= Spectrum (radio program) =

Radio program from CBS Radio

Spectrum was a daily broadcast series on CBS Radio, c. 1970–1992, featuring a varied range of opinions on political and social issues.

==History==
At first its five-minute segments ran three times a day, and rotated commentary from six print journalists: M. Stanton Evans, Jeffrey St. John, Stewart Alsop, Jon K. Jessup, Nicholas Von Hoffman and Murray Kempton.

Other personalities were soon added to the lineup, including conservative writer Phyllis Schlafly, newspaper editor James Jackson Kilpatrick, political analyst Nick Thimmesch, lifestyle columnist Ellen Goodman, magazine writer Shana Alexander, National Review editor Joseph Sobran, Wall Street Journal editor Vermont Royster, African-American journalist Ethel L. Payne, and teenage autobiographer Joyce Maynard (age 19 in 1973).

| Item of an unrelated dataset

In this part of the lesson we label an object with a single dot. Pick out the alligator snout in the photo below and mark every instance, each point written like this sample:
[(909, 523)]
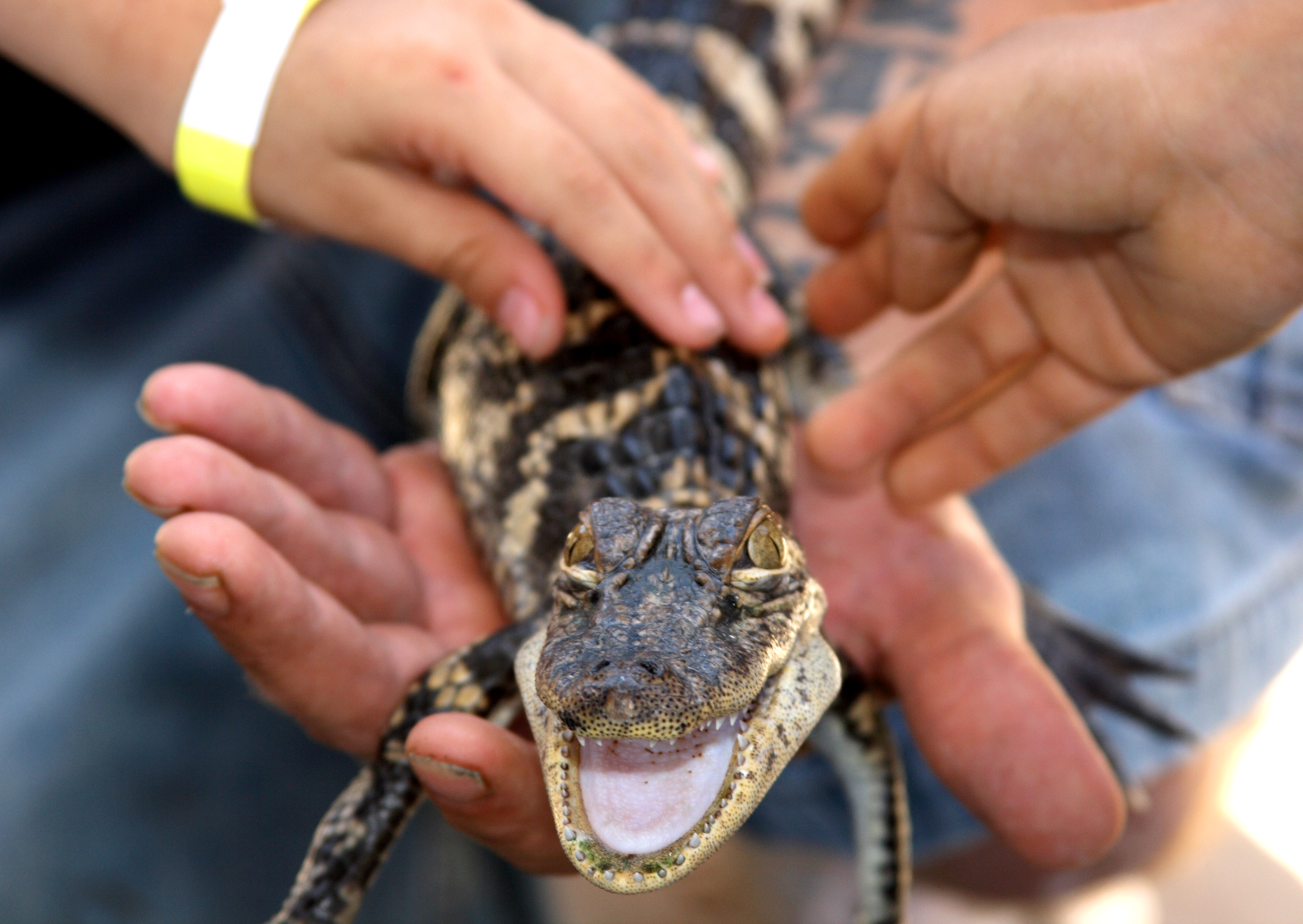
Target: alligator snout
[(621, 687)]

Spectrum was noted for its introductory taglines (e.g., "Nine distinct viewpoints!" or "Ten opposing points of view!") and the querulous, often breathless delivery of some commentators as they squeezed their heated opinions into the short time-slot. CBS News found a television use for this argumentativeness when it adapted the Spectrum format as a two-person segment, in its 60 Minutes news program. Called "Point-Counter-Point," it initially faced off James J. Kilpatrick (one of Spectrums "conservatives") against Nicholas von Hoffman (perhaps Spectrums most strident "liberal"). After von Hoffman was fired for an on-air comment, he was replaced by Spectrum newcomer Shana Alexander.